Recall that a relation from $$A$$ to $$B$$ is a subset of $$A \times B$$. We are told there are $$4096$$ possible relations; in other words, there are $$4096$$ possible subsets of $$A \times B$$.

Recall that a powerset of some set $$S$$, denoted as $$\mathfrak{P}(S)$$, is the set of all subsets of $$S$$ and has a cardinality of $$2^n$$ where $$|S|=n$$. Hence, if there are $$4096$$ possible subsets of $$A \times B$$, then that means the set of all subsets of $$A \times B$$, or the $$\mathfrak{P}(A \times B)$$, has a cardinality of $$4096.$$ In other words, $$|\mathfrak{P}(A \times B)|=4096.$$

And, if $$|A \times B|=n$$, then $$|\mathfrak{P}(A \times B)|=4096=2^n$$. We now have an equation we can work with.

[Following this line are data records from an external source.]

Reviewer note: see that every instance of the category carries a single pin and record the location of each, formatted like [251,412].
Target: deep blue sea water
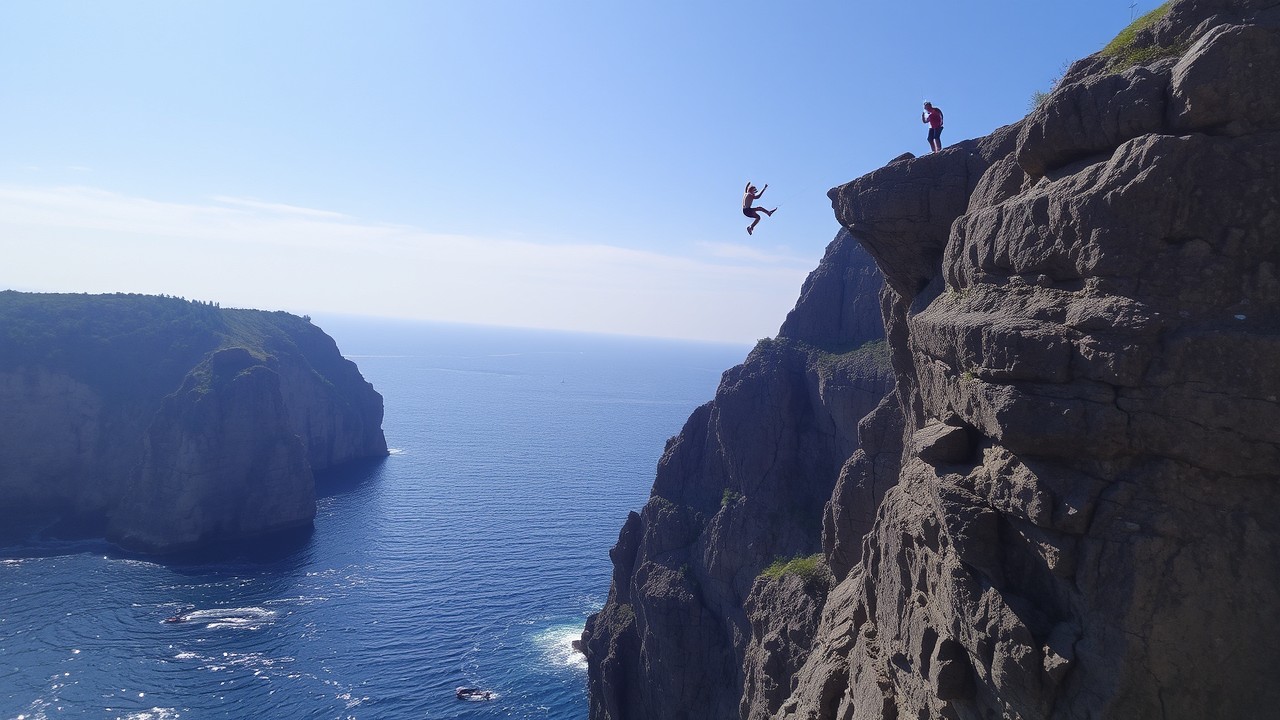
[470,556]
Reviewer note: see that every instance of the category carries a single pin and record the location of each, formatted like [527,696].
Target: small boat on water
[474,693]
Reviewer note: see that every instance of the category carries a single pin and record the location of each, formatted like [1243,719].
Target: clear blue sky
[572,164]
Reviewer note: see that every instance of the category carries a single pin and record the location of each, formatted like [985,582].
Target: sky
[563,164]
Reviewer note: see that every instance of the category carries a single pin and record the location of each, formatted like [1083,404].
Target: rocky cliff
[173,424]
[1068,506]
[741,486]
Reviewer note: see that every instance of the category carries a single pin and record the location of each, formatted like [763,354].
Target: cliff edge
[1068,505]
[173,424]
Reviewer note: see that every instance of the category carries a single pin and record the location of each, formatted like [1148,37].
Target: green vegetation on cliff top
[1124,53]
[810,568]
[124,343]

Now, also recall that $$|A \times B|=|A| \cdot |B|$$. We know $$|B|=3$$, so $$|A \times B|=|A| \cdot 3$$. In addition, we have already established that $$|A \times B|=n$$, so $$n=|A| \cdot 3$$. By substitution with $$n$$, we have

$$2^n=2^{|A|\cdot 3}=4096$$. Now we can solve for $$|A|$$ to obtain the answer to the problem.